«СТИХИ МОИ! СВИДЕТЕЛИ ЖИВЫЕ…»
ТРИ ВЕКА РУССКОЙ ПОЭЗИИ
Эта книга составлена из статей и эссе, написанных и опубликованных на протяжении тридцати лет и посвящённых анализу поэтических произведений. Она стала третьим сборником автора по данной теме, т.е. получилось нечто вроде трилогии. Мы привыкли к тому, что трилогии — три тома, объединённые общими героями, темами и сюжетами, — исключительно привилегия писателей-прозаиков (от «Детства», «Отрочества» и «Юности» Л. Толстого до «Русской канарейки» Дины Рубиной).
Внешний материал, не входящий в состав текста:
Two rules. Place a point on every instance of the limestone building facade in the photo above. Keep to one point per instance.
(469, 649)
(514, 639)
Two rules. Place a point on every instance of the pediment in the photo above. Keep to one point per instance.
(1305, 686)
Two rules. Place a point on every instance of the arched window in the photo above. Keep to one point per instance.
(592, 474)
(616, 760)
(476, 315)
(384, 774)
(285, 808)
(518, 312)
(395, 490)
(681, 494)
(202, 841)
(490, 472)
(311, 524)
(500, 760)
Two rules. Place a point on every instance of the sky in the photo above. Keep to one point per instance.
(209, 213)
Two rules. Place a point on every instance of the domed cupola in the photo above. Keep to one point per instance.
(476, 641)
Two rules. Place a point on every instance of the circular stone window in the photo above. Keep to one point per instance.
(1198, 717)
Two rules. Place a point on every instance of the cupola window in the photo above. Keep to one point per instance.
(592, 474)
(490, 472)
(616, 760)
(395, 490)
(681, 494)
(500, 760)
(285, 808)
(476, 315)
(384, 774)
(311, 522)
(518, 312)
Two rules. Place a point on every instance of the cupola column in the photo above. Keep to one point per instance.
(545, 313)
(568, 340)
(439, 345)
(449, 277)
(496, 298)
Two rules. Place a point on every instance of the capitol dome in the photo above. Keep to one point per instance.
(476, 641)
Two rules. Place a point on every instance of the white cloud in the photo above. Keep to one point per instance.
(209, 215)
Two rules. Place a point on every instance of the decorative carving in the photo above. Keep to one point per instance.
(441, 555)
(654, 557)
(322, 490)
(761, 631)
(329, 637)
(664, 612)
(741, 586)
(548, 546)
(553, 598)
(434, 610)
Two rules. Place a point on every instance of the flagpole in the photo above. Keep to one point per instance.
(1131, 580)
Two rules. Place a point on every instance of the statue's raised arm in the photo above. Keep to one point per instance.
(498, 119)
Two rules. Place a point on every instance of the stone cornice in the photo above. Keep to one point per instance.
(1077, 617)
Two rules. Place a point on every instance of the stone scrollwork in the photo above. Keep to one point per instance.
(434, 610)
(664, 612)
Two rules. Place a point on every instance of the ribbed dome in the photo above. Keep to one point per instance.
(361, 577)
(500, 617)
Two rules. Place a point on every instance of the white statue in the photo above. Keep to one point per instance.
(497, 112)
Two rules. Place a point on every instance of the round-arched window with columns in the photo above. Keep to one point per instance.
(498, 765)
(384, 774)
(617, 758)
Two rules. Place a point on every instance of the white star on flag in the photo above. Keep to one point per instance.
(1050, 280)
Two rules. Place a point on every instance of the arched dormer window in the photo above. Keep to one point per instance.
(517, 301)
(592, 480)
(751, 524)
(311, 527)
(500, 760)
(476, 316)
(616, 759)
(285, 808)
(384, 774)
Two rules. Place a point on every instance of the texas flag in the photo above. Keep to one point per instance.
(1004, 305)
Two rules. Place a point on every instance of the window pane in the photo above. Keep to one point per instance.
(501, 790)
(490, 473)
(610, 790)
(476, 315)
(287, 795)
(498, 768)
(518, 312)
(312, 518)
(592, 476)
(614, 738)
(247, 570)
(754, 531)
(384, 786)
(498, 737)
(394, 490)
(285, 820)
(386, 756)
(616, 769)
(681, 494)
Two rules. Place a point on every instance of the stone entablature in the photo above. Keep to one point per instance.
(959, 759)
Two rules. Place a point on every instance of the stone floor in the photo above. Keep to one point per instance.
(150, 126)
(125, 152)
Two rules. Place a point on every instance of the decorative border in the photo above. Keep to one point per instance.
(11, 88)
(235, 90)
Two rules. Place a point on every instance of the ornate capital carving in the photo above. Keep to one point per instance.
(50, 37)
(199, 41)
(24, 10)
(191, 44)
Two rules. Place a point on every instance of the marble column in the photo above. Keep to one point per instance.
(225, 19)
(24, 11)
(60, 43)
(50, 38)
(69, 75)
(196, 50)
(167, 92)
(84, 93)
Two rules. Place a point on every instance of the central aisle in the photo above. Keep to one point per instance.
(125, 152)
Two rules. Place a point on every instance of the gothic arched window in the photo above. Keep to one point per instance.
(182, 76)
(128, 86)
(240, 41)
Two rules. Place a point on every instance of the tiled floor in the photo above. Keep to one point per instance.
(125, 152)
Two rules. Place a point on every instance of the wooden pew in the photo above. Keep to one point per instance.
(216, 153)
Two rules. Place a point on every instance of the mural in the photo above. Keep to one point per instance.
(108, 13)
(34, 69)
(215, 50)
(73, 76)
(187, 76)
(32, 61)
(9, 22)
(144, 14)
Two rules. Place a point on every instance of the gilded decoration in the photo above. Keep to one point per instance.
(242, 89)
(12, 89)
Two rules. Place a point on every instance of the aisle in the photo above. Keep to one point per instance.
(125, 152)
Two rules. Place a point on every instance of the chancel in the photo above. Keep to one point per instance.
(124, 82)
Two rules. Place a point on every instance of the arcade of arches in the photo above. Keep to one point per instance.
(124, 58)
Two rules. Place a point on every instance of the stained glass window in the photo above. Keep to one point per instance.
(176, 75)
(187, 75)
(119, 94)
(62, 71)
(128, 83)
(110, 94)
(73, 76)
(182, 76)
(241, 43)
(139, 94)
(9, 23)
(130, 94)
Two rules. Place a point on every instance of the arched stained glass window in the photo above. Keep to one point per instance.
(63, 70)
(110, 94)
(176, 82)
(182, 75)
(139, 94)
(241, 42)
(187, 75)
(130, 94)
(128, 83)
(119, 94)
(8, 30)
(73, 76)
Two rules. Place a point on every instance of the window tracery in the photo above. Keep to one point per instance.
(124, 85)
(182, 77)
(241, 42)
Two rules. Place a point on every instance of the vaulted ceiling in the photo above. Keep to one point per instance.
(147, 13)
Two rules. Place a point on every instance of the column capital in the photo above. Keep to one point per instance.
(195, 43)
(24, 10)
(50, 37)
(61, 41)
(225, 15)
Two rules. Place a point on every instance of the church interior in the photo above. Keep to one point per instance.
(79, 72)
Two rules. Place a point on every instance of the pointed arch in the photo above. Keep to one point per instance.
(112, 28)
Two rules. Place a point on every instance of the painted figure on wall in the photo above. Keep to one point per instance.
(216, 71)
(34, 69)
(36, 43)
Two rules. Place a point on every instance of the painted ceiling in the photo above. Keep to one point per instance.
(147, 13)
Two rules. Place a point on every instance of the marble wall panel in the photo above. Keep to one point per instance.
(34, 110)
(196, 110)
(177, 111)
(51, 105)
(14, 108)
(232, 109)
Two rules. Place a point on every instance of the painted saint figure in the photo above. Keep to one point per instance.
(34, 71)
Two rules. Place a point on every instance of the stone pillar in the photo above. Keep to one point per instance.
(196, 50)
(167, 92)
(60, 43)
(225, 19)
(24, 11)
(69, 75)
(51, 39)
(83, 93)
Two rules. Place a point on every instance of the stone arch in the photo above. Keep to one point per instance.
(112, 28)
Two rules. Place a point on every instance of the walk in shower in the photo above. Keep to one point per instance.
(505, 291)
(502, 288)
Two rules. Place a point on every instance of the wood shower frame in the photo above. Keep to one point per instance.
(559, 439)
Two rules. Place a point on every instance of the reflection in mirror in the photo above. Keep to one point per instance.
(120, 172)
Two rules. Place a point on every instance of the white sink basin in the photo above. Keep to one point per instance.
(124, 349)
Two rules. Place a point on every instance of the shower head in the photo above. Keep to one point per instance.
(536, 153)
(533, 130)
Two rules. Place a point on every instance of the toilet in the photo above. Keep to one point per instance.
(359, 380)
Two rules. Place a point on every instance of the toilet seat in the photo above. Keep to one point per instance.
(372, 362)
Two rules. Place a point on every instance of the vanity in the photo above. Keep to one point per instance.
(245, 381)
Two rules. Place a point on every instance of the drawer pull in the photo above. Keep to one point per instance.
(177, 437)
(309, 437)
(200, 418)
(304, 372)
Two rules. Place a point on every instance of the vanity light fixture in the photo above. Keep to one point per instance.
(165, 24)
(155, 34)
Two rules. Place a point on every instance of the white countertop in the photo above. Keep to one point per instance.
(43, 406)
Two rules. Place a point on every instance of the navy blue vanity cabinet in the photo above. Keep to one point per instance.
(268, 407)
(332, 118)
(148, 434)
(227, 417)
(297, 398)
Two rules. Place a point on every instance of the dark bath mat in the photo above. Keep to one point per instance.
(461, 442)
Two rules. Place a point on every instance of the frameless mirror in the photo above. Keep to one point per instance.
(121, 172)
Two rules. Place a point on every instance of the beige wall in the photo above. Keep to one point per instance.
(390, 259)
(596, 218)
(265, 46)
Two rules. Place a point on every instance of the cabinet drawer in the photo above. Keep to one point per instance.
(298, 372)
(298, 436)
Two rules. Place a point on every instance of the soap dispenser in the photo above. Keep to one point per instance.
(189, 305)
Но чтобы на такое отважились учёные-филологи, случай редкий. Я знаю только один: М.Л. Гаспаров «Избранные труды в трех томах» (Т.1. О поэтах. Т.2. О стихах. Т.3. О стихе. М., 1997). Моё же «трёхкнижие» получилось неожиданно и случайно, оно весьма скромно и не претендует ни на научную глубину, ни на масштаб гаспаровских исследований (от античной до современной литературы). Тем не менее пример Михаила Леоновича, моего учителя и оппонента моей докторской диссертации, вдохновил меня на попытку собрать и объединить и свои публикации в три тома.
Двадцать лет тому назад у меня вышел небольшой сборник статей «Анализ поэзии и поэзия анализа» (Алматы, 1997), в котором утверждалось и доказывалось, что анализировать стихи не менее интересно и увлекательно, чем просто их читать, сопереживать и эстетически наслаждаться. Через десять лет за первой книжкой последовала вторая «От слова — к мысли и чувству» (Алматы, 2008), и в ней было показано, что путь исследователя и читателя поэзии идёт от слова и образа к эмоциям и раздумьям, а у поэтов — наоборот.
И вот перед вами третий том «“Стихи мои! Свидетели живые…” Три века русской поэзии», в котором ставятся проблемы традиций и новаторства и прослеживается развитие тем и мотивов, образов, стилей, стихотворных размеров в трёхвековой истории русского стихотворства.
Если в первой книге преобладали короткие заметки-наблюдения над отдельными образами и стихотворениями, то во второй стало больше историко-сопоставительных статей и добавились эссе не только о поэтах, но и прозаиках, а также рецензии на их мемуары. А в третьем томе популяризаторские филологические очерки дополнились стиховедческими работами (о рифмах и размерах). Такая вот сложилась трилогия. Быть может, она заинтересует как филологов, так и любителей поэзии.
Лилия Бельская
15.04.2015
«Стихотворения чудный театр»:
Сравнительный анализ
поэтических текстов
Кто не помнит знаменитой «Песни о собаке» Сергея Есенина с её пронзительно-щемящей концовкой: «Покатились глаза собачьи / Золотыми звездами в снег»? Печальная история о собаке, потерявшей своих щенят, растрогала до слёз А.М. Горького, который сказал, что Есенин «первый в русской литературе так умело и с такой искренней любовью пишет о животных».
А знаем ли мы, когда и как создавался этот есенинский шедевр? Он датирован автором 1915 г., но опубликован лишь в 1919 г. Единственный же сохранившийся автограф предположительно относится к 1918 г. Известно также, что в первые революционные годы поэт неоднократно читал своё стихотворение в разных литературных кругах. Может быть, он просто ошибся в датировке одного из самых любимых своих творений? А может, нарочно мистифицировал читателей, чтобы они поверили, будто его «Песнь» написана в пору юности, до революции, а на самом деле — совсем в другую эпоху, «в сонме бурь и гроз»?
Но не будем задавать риторических вопросов, а лучше вглядимся пристальнее и вчитаемся в есенинские дореволюционные стихи. Обратим внимание на три стихотворения, помеченные 1915 — 1916 гг. и объединённые одной темой — гибель живого существа по вине человека, — «Корова», «Лисица» и «Песнь о собаке». Герои в них показаны в самый трагический момент: потери детёнышей или собственного умирания — и даны как бы изнутри, в муках и страданиях. Корова «думает грустную думу о белоногом телке», которого отняли у неё и зарезали. Тяжело раненной лисице всё чудится «в колючем дыме выстрел». Измученной собаке месяц кажется одним из её погибших щенков.
Есенинские звери не басенные аллегории, не олицетворение человеческих пороков и добродетелей и не предлог для философских раздумий и аналогий с духовной жизнью человека, как, например, Чанг у Бунина или каурый жеребец у Клюева: «Вздыхает каурый, как грешный мытарь: / “В лугах Твоих буду ли, Отче и Царь?”.